Shannon Te Ao, her Masters supervisor at Massey, says Harrington’s large colourful installations assembled from accessible materials such as rope, steel and textiles can be “playful at times” and “really generous to an audience.”
“It’s a feast for the eyes and uses things like oranges, yellows, pinks, lights and eye-catching materials as a way to hook a viewer into the deeper narrative that she’s exploring.”
Harrington says her work is often a response to what she is learning about her own whakapapa and Te Ao Māori, while being influenced heavily by her young daughter Pia.
“Work hard, make nonsense and serious fun. I have been making and encouraged to do so all my life, it is one thing I truly enjoy doing, though it can be painful sometimes.”
As she enters into her final year of study she is looking forward to sinking her teeth into a substantial project and having the means to test out some more adventurous materials and processes.

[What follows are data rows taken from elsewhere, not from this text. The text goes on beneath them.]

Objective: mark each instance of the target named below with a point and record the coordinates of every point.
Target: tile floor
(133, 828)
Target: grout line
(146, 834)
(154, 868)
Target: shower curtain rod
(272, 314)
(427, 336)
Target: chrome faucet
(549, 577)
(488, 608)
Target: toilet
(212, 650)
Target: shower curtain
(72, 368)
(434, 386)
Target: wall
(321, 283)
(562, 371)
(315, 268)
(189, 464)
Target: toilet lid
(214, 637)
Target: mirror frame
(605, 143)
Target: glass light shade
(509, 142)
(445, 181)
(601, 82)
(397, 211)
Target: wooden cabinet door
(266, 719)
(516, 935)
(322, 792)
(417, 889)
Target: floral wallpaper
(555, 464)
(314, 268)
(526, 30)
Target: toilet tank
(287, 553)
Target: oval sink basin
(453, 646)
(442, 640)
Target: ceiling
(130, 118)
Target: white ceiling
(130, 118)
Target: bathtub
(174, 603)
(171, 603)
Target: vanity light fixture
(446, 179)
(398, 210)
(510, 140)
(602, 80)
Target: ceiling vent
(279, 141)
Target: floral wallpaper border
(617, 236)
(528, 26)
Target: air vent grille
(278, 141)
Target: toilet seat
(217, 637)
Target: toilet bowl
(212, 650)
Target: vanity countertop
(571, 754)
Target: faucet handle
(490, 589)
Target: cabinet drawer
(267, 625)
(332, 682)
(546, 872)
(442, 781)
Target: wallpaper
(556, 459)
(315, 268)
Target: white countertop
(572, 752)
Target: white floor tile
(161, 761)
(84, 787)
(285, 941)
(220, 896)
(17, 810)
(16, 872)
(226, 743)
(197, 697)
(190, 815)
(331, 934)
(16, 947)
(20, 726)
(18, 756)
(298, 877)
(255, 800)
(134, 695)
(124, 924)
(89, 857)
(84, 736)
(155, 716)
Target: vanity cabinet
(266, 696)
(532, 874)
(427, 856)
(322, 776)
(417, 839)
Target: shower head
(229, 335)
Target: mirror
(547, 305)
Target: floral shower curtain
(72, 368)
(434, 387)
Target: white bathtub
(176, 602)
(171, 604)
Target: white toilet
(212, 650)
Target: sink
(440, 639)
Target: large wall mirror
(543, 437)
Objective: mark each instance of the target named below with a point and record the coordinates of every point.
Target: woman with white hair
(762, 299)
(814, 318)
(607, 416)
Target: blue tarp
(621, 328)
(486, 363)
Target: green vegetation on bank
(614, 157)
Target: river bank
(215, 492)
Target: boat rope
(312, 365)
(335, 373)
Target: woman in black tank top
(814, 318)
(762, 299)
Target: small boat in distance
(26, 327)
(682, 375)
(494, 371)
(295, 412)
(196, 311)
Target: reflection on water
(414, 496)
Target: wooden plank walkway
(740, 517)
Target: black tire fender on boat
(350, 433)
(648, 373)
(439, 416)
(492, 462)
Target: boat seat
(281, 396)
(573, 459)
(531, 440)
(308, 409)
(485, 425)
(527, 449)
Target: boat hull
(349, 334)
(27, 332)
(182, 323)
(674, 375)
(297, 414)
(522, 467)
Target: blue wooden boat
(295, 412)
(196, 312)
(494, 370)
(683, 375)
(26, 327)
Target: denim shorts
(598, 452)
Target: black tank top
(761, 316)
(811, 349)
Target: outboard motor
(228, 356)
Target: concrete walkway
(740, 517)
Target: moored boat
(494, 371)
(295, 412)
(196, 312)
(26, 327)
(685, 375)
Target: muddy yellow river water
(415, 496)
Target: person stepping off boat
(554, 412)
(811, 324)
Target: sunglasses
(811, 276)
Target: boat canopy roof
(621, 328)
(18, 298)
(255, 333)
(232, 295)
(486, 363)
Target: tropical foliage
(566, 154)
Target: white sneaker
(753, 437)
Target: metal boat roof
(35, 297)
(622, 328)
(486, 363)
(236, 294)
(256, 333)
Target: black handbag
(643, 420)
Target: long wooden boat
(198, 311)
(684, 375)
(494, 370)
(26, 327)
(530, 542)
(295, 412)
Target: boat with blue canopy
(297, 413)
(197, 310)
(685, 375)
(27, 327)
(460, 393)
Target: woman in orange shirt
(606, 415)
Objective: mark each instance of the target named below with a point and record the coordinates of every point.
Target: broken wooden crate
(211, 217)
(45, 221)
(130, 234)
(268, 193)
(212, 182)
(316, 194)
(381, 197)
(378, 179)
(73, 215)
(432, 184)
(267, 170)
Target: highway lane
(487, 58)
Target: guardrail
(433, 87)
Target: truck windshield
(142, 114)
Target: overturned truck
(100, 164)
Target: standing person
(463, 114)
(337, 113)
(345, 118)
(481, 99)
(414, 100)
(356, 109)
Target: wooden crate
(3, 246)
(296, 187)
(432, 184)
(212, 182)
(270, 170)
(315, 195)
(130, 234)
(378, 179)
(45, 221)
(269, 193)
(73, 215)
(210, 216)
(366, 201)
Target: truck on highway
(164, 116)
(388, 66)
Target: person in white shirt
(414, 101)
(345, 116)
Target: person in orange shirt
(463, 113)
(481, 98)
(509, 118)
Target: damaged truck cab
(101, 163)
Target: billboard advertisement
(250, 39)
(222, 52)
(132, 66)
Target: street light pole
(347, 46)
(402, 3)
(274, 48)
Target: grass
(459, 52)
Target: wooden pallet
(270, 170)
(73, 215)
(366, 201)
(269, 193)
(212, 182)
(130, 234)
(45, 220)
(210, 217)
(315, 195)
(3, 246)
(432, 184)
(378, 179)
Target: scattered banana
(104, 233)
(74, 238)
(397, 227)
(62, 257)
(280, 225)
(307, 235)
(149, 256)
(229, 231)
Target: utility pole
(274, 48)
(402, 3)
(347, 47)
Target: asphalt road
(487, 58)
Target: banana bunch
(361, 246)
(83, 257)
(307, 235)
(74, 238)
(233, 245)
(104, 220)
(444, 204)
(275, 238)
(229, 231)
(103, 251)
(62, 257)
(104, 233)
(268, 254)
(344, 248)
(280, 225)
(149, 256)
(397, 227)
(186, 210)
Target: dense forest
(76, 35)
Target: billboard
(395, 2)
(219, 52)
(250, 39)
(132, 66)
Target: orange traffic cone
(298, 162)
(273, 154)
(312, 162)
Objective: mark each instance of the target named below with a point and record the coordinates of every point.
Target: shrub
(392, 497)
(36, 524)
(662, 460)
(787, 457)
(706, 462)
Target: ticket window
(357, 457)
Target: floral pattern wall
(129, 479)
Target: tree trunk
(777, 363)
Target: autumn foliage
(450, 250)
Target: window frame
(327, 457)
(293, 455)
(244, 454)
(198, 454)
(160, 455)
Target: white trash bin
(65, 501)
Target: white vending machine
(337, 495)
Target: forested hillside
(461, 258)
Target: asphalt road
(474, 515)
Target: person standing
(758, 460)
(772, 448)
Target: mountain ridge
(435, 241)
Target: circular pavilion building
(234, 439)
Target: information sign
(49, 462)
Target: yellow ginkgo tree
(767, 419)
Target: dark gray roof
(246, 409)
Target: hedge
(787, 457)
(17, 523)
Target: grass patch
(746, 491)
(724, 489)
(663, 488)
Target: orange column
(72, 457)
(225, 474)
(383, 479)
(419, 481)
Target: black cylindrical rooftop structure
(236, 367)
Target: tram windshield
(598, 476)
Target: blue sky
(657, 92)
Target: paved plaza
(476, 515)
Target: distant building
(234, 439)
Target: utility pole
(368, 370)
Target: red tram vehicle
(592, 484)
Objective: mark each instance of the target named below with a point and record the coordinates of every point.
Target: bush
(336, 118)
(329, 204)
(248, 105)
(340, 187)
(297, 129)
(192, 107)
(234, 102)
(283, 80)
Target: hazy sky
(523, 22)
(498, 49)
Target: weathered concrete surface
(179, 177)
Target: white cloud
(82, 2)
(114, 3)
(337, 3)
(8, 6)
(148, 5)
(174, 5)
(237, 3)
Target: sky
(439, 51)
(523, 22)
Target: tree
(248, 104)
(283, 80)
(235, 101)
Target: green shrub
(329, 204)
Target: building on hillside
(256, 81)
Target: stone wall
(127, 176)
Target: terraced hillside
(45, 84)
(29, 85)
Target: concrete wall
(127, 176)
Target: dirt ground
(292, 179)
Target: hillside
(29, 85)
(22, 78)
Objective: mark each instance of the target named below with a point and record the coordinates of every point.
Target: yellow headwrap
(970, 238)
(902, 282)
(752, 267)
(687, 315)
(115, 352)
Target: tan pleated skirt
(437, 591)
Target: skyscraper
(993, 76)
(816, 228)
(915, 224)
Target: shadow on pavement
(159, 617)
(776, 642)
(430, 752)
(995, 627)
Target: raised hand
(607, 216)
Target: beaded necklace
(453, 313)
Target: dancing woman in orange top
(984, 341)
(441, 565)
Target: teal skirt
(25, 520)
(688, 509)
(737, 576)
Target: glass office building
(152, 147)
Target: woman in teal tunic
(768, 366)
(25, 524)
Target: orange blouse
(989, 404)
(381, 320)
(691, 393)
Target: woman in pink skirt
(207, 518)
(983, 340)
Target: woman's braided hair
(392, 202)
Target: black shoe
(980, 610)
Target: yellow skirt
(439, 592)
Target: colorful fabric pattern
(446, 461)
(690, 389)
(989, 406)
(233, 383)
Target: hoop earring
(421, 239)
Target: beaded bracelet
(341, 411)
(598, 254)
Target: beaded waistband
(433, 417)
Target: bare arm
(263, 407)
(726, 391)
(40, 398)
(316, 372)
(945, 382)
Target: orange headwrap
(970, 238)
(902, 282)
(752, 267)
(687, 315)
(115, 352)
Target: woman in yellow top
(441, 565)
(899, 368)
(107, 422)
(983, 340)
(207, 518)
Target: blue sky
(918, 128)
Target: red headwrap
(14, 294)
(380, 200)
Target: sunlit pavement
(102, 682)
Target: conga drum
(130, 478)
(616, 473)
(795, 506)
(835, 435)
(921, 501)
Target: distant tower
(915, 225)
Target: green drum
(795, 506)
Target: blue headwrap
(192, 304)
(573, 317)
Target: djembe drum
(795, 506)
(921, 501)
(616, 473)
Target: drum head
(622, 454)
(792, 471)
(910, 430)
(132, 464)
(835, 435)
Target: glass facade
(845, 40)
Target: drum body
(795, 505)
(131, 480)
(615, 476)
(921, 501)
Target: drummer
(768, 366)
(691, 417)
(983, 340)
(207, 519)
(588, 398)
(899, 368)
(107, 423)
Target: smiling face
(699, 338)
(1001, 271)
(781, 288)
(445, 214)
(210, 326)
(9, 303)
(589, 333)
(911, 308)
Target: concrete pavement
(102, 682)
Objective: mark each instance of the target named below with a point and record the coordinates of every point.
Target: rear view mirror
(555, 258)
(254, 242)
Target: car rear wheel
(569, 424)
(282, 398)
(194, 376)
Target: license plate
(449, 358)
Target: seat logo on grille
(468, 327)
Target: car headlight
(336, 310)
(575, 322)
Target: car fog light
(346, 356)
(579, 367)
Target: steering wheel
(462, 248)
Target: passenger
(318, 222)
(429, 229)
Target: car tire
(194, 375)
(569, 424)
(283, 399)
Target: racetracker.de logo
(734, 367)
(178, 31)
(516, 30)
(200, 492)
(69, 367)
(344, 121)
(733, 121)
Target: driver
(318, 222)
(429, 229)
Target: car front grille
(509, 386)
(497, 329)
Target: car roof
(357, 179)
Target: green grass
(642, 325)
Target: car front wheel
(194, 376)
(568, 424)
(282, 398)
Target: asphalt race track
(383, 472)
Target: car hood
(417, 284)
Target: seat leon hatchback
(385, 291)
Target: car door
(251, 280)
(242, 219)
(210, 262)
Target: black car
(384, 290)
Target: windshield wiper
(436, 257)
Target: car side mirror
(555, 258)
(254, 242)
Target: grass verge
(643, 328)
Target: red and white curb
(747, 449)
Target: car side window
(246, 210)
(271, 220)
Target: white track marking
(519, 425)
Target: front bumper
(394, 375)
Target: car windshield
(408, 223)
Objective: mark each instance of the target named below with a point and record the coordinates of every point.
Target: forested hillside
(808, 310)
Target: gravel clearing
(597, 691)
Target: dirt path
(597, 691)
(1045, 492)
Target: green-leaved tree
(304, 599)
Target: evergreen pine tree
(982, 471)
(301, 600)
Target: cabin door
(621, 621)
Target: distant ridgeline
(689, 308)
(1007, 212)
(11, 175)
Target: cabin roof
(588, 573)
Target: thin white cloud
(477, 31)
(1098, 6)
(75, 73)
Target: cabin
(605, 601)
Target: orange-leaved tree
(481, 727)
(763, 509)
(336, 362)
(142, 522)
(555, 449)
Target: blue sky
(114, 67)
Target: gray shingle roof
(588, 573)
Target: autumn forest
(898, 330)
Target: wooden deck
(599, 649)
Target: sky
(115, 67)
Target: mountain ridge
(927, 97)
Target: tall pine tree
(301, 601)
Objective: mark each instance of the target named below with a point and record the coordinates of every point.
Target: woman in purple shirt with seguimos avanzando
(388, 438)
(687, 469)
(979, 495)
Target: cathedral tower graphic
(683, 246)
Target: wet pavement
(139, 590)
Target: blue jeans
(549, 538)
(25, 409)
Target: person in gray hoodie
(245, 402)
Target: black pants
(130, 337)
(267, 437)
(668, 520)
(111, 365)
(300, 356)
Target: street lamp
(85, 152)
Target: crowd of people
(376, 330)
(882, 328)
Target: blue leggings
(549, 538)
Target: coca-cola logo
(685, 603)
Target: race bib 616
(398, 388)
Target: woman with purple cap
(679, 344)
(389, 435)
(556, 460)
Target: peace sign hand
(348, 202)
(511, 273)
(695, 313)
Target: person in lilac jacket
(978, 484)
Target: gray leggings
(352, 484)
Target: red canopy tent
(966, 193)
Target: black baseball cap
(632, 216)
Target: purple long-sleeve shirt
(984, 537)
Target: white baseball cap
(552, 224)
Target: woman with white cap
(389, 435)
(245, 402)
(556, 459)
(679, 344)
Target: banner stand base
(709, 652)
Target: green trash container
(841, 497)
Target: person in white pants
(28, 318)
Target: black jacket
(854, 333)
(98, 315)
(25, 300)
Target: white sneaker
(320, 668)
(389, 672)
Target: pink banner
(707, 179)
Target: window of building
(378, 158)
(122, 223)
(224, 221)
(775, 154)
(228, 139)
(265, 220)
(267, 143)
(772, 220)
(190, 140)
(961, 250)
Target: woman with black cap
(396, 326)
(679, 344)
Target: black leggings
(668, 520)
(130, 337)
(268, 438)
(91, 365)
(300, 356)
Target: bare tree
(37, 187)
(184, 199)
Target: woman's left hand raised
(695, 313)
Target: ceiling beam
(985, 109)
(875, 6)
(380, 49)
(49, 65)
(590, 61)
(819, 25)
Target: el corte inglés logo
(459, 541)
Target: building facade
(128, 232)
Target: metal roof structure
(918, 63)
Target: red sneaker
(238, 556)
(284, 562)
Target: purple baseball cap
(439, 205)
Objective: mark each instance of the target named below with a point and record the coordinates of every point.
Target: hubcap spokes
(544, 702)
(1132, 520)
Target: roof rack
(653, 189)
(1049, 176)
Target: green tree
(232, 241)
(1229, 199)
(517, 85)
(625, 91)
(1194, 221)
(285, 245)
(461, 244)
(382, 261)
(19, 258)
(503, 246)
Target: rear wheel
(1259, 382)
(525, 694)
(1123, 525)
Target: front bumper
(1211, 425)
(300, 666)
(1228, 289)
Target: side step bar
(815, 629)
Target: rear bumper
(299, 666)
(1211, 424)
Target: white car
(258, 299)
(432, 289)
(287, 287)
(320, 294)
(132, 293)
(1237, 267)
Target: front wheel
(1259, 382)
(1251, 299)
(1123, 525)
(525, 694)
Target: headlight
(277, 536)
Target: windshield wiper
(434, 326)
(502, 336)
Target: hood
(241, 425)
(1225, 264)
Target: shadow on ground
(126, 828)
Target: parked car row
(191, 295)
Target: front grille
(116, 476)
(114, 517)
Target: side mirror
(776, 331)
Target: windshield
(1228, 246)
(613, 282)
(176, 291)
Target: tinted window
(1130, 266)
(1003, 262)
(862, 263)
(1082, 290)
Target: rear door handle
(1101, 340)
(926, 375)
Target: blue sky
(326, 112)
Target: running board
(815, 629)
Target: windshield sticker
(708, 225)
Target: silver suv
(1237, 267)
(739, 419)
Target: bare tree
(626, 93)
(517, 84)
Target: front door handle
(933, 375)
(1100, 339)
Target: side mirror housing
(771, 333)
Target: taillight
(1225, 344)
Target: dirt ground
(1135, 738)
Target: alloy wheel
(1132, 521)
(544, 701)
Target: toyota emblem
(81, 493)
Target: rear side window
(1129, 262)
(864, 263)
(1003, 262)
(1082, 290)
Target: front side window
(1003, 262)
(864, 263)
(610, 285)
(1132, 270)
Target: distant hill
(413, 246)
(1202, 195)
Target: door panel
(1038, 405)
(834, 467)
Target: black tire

On January 20, a celebratory event was held to congratulate Harrington on her award. Guests included the Post family, Massey Foundation staff, senior College staff, Harrington’s whānau and Post Family Trust members, and external art industry connections including the Wellington Sculpture Trust.
Gabrielle Sturrock, the Development Manager for CoCA for the Massey University Foundation says “The Massey University Foundation is so pleased to be entrusted with Collin Post’s legacy and this life-changing scholarship. This gift is a fantastic contribution to the creative and cultural development of CoCA students.”
In May Harrington will be presenting an exhibition with curator Grace Ryder at Enjoy, Wellington and will also have a solo show at Blue Oyster, Dunedin in June.